My mind worked at the problem hard, trying to figure out what had happened. The last thing I could remember was being at home, watching Sports Center as I drowsed in my chair, slightly buzzed – pretty typical of most nights. I recalled rousing myself to go to the cellar to fetch a bottle of wine. And then, this damnable road.

I looked up again, as I trudged on – knowing I would see only the same road marching off into forever. But I stopped in my tracks as I saw something a few hundred yards ahead that broke the otherwise monotonous, barren vista before me. I quickened my pace, almost breaking into a trot to get to the object quickly. Out of breath, and more parched than ever, I quickly reached it, and read:
Far Away 3 miles
The black letters painted crudely on the weather-worn white face of the sign fairly screamed their message in my head. I read it again, and then several more times, as if it were written in another language. “What is Far Away?”, I asked myself. “Is that a town? Or just the next twist in this ongoing hallucination?” Were I in a better frame of mind and physical condition (thirst was becoming a real concern now), I would have laughed at the absurdity of it; but, at the moment, choices were few. I returned to the road, and moved with purpose in the direction of Far Away, to find whatever awaited me there.

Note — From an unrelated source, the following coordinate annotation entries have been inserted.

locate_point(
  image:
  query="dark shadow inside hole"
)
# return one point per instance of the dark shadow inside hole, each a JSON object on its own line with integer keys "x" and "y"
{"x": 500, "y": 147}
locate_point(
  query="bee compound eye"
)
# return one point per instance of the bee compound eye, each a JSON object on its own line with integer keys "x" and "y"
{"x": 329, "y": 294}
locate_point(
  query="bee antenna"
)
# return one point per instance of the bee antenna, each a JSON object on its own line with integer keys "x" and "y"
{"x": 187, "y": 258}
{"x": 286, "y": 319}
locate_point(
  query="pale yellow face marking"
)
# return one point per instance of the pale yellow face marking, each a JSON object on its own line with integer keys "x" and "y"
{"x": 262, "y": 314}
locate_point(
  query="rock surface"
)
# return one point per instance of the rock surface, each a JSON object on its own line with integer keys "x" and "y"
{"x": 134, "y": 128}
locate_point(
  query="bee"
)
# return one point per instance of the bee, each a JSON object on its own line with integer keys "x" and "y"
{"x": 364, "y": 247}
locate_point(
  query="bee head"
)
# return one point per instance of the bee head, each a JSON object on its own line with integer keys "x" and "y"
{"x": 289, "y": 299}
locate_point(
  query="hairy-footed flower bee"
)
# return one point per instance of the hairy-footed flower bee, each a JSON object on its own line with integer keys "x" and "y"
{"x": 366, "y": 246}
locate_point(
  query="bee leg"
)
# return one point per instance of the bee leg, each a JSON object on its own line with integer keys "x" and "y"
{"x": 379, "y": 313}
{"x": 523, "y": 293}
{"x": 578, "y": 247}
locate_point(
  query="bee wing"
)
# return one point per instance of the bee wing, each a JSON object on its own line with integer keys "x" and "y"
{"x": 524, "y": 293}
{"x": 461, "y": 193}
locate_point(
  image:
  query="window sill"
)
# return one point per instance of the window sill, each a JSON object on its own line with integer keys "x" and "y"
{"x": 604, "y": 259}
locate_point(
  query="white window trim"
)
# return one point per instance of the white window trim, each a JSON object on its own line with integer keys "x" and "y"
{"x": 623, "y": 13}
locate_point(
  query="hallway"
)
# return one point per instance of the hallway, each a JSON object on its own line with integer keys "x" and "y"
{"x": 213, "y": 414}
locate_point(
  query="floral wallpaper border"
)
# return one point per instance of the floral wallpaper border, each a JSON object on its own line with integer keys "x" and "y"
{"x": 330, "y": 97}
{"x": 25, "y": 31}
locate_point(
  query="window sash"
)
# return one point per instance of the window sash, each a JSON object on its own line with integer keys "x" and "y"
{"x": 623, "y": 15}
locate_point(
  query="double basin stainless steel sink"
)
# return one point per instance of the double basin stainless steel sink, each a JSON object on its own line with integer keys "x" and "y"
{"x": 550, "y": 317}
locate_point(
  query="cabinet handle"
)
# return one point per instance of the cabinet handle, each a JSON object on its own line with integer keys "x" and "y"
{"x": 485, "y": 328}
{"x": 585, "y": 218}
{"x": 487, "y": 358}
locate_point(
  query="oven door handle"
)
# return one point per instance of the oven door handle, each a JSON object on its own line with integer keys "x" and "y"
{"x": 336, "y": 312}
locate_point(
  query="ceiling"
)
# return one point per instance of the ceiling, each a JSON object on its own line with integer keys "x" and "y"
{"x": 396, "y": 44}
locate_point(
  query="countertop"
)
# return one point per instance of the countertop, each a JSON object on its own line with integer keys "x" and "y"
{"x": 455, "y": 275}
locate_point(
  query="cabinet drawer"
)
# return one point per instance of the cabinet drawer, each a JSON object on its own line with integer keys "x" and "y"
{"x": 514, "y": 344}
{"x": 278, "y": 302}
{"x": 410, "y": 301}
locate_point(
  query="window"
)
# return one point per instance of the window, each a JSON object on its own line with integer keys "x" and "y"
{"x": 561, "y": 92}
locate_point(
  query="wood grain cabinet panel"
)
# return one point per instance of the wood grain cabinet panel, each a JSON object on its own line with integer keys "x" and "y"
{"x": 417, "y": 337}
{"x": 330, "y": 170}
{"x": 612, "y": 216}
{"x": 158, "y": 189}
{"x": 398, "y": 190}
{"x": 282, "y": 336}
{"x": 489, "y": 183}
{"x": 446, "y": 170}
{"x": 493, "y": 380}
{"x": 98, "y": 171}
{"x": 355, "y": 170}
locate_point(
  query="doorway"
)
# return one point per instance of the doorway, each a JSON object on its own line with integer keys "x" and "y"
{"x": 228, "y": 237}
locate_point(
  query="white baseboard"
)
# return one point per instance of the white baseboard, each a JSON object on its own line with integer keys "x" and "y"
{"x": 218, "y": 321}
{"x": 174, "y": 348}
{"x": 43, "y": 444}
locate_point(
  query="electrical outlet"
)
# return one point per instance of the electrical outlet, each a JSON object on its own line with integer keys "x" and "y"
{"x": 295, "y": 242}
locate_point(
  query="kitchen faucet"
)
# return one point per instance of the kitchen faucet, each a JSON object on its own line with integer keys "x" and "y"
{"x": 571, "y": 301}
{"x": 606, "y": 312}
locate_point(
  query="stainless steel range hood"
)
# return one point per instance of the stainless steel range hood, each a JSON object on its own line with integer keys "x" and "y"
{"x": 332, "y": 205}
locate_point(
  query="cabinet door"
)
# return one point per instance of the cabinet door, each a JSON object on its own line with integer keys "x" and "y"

It seemed a long time since I had left the signpost behind me, though I have no doubt it had been less than an hour. Fear was once more laying claim to my mind as I plodded onward up the gentle slope. My thoughts raced: “What if it is a ghost town? Or worse, the work of some prankster to put this sign out in the middle of nowhere? What happens if I can’t find water; or a way to figure out just where I am and how I got here…or how to get home? Or, if I have truly lost my mind (the situation suggested that as a distinct possibility), what would happen to me if I blacked out again out here in the middle of nowhere?”

The worst case scenarios capered about in my brain as I walked on, occupying my thoughts so completely that I was unaware that I had reached the top of the rise and could now see what lay beyond. My head came up, instinctively; and my breath hissed out in a sharp exhale of surprise as my brain took it all in.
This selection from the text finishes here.